2015–2017 — early adoption
By 2015 CRediT was in production use at several journals. PLOS and eLife were the first major adopters, mandating CRediT statements across their portfolios in 2017. Cell Press rolled out CRediT to its journal portfolio in the same window. National Academy of Sciences endorsement followed in 2018.
2020 — Wellcome / Sloan funding and the CASRAI wind-down
In 2020 the Wellcome Trust and the Alfred P. Sloan Foundation awarded fresh grant funding to accelerate CRediT adoption. This was also the year CASRAI announced it would wind down — but the joint stewardship arrangement that the CASRAI board negotiated (CRediT → NISO; Catalogue of Elements → euroCRIS; RDM Glossary → CODATA) meant CRediT moved smoothly to a more durable home.

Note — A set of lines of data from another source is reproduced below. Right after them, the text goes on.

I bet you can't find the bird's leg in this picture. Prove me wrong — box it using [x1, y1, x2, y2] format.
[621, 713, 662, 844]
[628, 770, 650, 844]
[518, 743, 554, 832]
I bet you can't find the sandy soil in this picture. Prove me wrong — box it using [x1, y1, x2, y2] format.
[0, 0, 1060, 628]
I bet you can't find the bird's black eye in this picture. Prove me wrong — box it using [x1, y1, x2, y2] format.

February 2022 — ANSI/NISO Z39.104-2022
ANSI approved the standard on 14 January 2022 and NISO published it on 8 February 2022. The substantive vocabulary did not change at the transition; the stewardship model, change-control process, and identifier namespace moved from casrai.org to NISO (mirrored at casrai.org/credit). See our standardisation page for the detail.
Who deserves credit for CRediT
The taxonomy was a collective effort over a decade. The most defensible "founders" naming — those on the record from the 2012 workshop through to today — are:
- Liz Allen (Wellcome Trust → F1000)
- Amy Brand (Digital Science → MIT Press)
- Micah Altman (MIT)
- Marjorie Hlava (Access Innovations)
- Jo Scott
The 2014 Nature paper lists them in that order.